8. Summary of key points
- In the interest of patient care, there is certainly a case for changing how some services are provided in London over the next ten years. In some circumstances this may involve moving additional services into the community, or introducing greater centralisation of more complex care. However, we have serious reservations that the proposals detailed in the review do not build on the best aspects of the NHS, but have the potential to introduce damaging fragmentation. The proposals would require a considerable up front investment and we fail to see how they would demonstrate to be a cost-effective use of NHS funding.
- The BMA supports care being provided closer to home, provided it is clinically appropriate and genuinely offers a cost-effective option. Services cannot be developed without local clinicians taking the lead, with strong collaborative working between primary and secondary care, and identifying the priority services of their local communities. Extending community services should be developed by building on, and investing in, the current models that are working well, rather than through the introduction of new infrastructures which have the potential to fragment the local health economy.

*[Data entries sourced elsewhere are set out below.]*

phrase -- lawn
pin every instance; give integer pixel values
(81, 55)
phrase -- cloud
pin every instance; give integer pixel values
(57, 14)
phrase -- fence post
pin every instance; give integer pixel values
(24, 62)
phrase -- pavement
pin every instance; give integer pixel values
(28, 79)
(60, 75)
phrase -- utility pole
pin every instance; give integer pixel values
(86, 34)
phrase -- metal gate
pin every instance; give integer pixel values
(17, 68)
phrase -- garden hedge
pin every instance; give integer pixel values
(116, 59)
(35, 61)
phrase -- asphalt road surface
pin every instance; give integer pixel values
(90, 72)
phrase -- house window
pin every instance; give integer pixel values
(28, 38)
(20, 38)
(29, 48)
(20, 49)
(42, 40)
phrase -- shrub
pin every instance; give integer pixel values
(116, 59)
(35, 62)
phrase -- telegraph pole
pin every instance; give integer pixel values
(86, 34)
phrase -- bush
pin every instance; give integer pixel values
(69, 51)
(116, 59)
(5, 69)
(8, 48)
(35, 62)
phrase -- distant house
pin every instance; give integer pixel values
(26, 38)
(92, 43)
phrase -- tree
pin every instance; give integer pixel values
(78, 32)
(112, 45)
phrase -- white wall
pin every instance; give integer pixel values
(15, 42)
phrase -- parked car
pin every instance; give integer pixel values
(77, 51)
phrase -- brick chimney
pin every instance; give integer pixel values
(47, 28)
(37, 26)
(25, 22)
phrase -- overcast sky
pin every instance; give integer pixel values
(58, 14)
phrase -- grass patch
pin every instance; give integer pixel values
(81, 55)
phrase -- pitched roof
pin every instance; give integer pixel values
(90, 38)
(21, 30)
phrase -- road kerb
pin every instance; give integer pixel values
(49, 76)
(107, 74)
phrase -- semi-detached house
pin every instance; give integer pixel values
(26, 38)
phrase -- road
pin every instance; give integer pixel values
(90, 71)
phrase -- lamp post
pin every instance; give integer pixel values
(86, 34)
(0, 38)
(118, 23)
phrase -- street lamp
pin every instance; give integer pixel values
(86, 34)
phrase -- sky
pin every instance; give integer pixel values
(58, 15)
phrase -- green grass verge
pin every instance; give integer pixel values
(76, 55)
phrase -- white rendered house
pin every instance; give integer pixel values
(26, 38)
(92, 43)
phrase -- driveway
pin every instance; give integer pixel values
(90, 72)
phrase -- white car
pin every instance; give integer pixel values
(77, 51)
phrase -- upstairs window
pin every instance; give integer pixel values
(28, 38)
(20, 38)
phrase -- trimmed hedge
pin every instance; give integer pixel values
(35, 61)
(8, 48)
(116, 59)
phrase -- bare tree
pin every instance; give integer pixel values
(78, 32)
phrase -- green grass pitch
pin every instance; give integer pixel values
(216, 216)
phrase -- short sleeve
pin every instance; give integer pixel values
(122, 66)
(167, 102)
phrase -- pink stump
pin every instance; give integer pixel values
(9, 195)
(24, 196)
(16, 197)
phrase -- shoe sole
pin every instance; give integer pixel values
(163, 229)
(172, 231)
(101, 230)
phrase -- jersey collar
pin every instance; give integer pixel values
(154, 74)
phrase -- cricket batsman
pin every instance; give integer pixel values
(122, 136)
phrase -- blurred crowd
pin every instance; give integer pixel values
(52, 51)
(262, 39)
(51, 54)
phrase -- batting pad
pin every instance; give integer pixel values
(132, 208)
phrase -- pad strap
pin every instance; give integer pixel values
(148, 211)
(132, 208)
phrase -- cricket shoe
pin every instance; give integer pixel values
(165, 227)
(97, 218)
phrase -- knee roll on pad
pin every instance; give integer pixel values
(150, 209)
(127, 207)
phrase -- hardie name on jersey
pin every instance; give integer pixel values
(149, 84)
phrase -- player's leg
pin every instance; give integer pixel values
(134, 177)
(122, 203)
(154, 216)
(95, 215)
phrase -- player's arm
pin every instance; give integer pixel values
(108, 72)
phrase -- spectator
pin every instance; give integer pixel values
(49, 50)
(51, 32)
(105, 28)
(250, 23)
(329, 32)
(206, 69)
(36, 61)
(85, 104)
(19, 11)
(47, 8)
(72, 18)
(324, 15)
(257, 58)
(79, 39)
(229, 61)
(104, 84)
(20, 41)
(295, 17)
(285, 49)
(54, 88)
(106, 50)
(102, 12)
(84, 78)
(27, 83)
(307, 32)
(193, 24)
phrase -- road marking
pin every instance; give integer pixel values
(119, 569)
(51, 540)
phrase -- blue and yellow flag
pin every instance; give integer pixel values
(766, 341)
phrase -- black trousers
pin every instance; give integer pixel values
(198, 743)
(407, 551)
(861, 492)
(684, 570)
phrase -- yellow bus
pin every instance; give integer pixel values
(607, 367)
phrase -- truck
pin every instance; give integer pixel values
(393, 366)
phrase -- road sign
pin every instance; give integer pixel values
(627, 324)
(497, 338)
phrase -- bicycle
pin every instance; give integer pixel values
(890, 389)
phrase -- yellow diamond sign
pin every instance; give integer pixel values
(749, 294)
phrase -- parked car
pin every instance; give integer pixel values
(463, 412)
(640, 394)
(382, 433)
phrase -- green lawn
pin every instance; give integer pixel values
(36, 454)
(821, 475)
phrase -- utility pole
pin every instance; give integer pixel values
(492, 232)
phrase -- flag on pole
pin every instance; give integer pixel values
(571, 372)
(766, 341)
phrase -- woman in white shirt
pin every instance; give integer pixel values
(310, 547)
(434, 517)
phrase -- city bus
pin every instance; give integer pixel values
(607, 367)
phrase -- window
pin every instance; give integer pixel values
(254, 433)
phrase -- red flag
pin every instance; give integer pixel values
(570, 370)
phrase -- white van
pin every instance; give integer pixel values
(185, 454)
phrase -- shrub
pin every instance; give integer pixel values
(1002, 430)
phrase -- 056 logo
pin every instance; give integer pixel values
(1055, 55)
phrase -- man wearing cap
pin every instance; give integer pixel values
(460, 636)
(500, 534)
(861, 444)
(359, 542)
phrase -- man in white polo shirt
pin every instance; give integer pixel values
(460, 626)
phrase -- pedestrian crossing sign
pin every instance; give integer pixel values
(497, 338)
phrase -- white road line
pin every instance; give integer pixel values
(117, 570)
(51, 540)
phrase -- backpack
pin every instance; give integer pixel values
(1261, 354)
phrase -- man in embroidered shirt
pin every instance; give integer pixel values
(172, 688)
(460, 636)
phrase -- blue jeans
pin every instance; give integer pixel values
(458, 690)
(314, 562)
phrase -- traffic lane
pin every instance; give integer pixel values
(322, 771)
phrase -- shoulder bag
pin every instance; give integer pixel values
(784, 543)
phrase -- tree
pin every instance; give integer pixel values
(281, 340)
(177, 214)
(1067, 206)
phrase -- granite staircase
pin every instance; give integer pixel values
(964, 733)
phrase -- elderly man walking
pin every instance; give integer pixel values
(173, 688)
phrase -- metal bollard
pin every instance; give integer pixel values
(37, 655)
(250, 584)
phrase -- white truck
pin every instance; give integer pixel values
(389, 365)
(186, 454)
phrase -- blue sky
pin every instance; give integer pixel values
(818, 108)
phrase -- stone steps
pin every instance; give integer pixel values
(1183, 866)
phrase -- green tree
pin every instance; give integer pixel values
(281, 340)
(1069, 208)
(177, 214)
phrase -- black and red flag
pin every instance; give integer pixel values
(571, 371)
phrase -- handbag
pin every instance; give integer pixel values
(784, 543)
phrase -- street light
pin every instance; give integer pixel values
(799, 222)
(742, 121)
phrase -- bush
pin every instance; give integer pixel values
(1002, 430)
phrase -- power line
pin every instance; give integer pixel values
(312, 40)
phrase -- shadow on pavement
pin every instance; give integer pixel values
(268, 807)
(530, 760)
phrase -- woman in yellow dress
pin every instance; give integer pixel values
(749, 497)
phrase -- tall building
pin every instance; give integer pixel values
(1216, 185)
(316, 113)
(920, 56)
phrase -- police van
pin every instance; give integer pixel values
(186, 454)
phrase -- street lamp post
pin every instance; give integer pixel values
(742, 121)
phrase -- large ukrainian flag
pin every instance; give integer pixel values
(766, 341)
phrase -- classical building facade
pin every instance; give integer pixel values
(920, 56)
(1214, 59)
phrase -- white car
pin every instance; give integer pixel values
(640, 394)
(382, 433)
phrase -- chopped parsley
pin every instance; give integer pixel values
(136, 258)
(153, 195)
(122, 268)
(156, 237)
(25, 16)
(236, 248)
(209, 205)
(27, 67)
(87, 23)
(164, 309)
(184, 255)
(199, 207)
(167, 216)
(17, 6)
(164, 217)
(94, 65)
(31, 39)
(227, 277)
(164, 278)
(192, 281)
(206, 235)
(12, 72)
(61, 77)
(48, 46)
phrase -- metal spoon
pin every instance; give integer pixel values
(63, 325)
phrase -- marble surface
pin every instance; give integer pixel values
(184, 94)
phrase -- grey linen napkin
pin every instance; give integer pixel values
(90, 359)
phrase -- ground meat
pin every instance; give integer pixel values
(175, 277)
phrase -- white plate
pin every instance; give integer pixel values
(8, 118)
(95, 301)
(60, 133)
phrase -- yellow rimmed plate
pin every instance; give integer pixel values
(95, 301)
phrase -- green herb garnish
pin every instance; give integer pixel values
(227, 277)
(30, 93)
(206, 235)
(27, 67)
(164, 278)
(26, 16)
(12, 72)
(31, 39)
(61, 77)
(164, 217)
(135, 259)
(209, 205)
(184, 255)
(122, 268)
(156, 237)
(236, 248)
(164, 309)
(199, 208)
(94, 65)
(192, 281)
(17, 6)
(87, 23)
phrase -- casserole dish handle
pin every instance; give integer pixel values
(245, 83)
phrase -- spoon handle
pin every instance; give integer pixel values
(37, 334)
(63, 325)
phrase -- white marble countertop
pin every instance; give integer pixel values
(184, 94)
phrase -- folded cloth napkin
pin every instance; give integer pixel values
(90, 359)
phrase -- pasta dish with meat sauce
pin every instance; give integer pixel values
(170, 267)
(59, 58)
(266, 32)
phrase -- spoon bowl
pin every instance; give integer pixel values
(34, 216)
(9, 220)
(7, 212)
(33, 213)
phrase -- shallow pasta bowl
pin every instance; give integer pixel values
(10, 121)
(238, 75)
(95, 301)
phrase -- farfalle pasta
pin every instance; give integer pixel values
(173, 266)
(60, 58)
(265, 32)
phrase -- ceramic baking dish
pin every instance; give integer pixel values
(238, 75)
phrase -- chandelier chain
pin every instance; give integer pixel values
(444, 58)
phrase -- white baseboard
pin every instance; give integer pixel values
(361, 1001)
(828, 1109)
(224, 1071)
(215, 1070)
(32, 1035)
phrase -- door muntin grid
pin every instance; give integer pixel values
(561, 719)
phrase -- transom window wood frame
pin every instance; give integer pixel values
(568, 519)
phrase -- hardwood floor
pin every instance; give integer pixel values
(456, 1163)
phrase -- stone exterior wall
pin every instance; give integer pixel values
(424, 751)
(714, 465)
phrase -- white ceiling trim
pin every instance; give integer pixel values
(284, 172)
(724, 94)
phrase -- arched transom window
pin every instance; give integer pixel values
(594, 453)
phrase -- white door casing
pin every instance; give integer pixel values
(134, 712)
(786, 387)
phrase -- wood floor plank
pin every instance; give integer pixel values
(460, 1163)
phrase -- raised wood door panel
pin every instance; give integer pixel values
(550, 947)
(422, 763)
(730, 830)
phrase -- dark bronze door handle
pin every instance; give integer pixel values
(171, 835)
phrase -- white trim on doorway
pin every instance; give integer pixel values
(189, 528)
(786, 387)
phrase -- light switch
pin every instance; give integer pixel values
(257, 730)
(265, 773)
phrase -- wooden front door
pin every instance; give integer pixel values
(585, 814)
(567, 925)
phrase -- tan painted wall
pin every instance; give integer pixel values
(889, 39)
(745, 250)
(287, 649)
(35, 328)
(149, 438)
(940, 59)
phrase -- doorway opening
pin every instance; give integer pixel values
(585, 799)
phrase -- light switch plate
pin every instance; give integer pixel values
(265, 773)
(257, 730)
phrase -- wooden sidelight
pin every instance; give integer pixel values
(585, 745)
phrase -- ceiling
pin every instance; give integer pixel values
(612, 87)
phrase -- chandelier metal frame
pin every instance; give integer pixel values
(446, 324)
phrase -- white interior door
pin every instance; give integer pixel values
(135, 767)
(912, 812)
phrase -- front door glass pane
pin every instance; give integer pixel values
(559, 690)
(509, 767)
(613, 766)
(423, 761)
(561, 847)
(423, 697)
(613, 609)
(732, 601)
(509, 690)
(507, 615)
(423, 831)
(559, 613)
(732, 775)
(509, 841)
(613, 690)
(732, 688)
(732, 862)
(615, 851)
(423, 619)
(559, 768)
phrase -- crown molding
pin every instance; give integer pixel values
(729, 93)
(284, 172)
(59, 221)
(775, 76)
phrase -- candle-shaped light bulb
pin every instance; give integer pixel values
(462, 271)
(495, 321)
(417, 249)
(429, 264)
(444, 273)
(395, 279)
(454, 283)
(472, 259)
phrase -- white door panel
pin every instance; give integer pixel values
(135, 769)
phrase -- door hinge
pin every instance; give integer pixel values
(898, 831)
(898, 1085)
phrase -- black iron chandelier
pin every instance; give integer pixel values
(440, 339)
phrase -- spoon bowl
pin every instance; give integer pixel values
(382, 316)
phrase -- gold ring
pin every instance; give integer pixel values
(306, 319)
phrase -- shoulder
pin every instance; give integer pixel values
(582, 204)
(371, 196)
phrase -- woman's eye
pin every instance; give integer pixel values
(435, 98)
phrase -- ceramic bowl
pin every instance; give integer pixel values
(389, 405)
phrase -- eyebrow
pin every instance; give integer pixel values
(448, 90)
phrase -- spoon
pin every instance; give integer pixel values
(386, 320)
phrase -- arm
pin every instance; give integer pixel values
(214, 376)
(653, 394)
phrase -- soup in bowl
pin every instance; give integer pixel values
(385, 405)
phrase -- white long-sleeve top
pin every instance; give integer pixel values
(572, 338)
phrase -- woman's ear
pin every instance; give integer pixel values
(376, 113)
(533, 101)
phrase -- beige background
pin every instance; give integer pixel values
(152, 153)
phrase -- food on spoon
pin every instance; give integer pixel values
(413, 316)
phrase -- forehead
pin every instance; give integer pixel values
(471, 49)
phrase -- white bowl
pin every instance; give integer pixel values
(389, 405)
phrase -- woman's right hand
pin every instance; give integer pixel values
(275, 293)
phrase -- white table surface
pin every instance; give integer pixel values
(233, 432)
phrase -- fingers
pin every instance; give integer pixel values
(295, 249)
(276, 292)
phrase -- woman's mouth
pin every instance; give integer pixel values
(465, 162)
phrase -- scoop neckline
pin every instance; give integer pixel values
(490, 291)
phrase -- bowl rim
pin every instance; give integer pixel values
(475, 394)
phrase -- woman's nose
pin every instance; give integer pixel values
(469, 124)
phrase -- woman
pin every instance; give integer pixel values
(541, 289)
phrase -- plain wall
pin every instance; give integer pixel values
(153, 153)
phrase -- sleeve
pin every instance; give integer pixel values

- Extending services in the community must ensure that: procedures and diagnostics are restricted to high-volume services, to ensure sufficient workload to make effective use of consultant and specialist time; facilities fully support the services being provided; access to a specialist medical opinion is not inappropriately reduced; and the knock-on effect on the local hospital and resource allocation are fully considered.
- We support the concept of GPs working together in larger groups and practices and providing a wider range of services where the clinicians concerned believe it is in the best interest of their patients. Coercing services into polyclinics, however, is not the way forward. Any development of GP practices must ensure: the option for an independent contractor model for general practice is maintained; GPs continue as the key gateway to the NHS; and routine GP care continues to be provided within the existing contracted working hours.
- Local hospitals should provide the majority of inpatient care and accident and emergency departments must ideally retain 24 hour emergency surgery facilities. Providing acute medicine without acute surgery involves a risk of lower quality care and an increase in adverse incidents.
- Urgent care centres should only be co-located at local hospital A&E departments. GP out-of-hours services provided at these centres could direct patients to A&E if appropriate, but would reduce unnecessary hospital admissions. GP practices must continue to deliver urgent care in hours, as patient history and medical records held at GP and primary health care level avoids inappropriate hospital admissions and leads to best possible outcomes. A key to reducing inappropriate admissions to A&E is through educating the public about where they can receive out of hours treatment.
- The separation of elective and acute services has the potential to improve efficiency, but both services should be located at the local hospital site for maximum efficiency and patient safety. We would strongly oppose elective centres, being provided by the private sector, except where there is no NHS capacity to provide the service.
- Hospitals should be encouraged to specialise where it is clinically appropriate and part of a planned local provision, underpinned by national clinical standards for quality. Robust tools are needed to ascertain the optimum clinical reconfiguration of services and the safe minimal levels of service. The handling of co-morbidities, transport links and funding flows must be fully considered to support the centralisation of services.
- We support the establishment of the Academic Health Science Centres, such as that between St Mary’s NHS Trust, the Hammersmith Hospital NHS trust and Imperial College. Consideration of the benefits offered by the AHSC model should be considered in other parts of the UK, not just in London and the South East. There is a need to define the teaching obligations of all the settings for healthcare delivery, including primary care. Academic input will be excluded from the majority of healthcare delivery if it is limited only to AHSCs that are linked to specialist centres.